Der Moderator widersprach ihm nicht. Er sagte nicht, dass der Fall Kachelmann nicht für diesen Vergleich taugt, dass Jörg Kachelmann kein Straftäter ist. Dass er im Mai 2011 von einem Landgericht freigesprochen wurde. Dass ein Zivilprozess im vergangenen Herbst ganz eindeutig ergab: Claudia D. hatte sich die Verletzungen selbst zugefügt und Kachelmann mit krimineller Energie verleumdet.

Auf Nachfrage bedauert der Moderator, nicht unmittelbar auf den Freispruch hingewiesen zu haben, der ihm natürlich bekannt gewesen sei. Und so ist das Radiogespräch ein weiteres Beispiel dafür, wie schwer der Weg ist, den Kachelmann gerade geht. Der Weg, der nur ein Ziel hat: seinen Ruf wiederherzustellen.

Webcam-Videos statt Tagesthemen

Wenn man den 59-Jährigen zu Hause in der Schweiz besucht, dann kann es sein, dass er mitten im Gespräch aufspringt: "Muss kurz ein Video machen!" Er stellt dann eine Webcam in den Garten, baut sich im hochgekrempelten Hemd davor auf und erzählt eine Viertelstunde was übers Wetter. Den Clip schickt er nach Hamburg in die Redaktion der digitalen Tageszeitung Spiegel Daily. Geld bekommt er nach eigenen Angaben dafür nicht, aber immerhin die Hoffnung auf Aufmerksamkeit und ein besseres Image.

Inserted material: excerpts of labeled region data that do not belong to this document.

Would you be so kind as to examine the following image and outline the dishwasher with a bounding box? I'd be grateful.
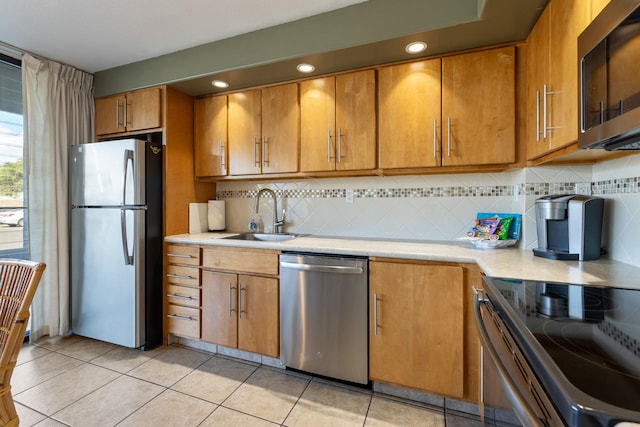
[280,253,369,384]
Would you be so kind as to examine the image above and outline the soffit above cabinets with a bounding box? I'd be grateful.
[42,0,548,96]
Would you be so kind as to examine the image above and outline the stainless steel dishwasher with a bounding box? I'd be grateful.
[280,254,369,384]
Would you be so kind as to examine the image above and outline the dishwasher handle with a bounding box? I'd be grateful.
[280,261,364,274]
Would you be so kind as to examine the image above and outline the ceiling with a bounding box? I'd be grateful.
[0,0,548,96]
[0,0,366,73]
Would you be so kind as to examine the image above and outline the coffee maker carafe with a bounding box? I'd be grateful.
[533,194,604,261]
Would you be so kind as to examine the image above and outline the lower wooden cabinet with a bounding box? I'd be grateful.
[202,271,280,357]
[165,245,200,339]
[369,260,465,398]
[202,247,280,357]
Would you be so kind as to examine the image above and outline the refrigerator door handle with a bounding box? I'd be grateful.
[122,150,135,205]
[120,209,133,265]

Der ehemalige ARD-Wettermoderator war früher ein echter Liebling der Deutschen, ein lustiger, unbeschwerter Typ. Doch dann wurde er 2010 verhaftet, seine Ex-Geliebte hatte ihn wegen Vergewaltigung angezeigt und er blieb mehr als vier Monate in Untersuchungshaft. Schon vor Prozessbeginn gelangten Verfahrensakten an die Presse, monatelang spekulierten Journalisten über ein vermeintliches "Tatmesser", einen "Tatort", DNA-Spuren. Kachelmanns Privatleben wurde zum öffentlichen Gut, etwa, dass er zahlreiche Geliebte gehabt haben soll – alles unter dem Vorwand der "Tataufklärung".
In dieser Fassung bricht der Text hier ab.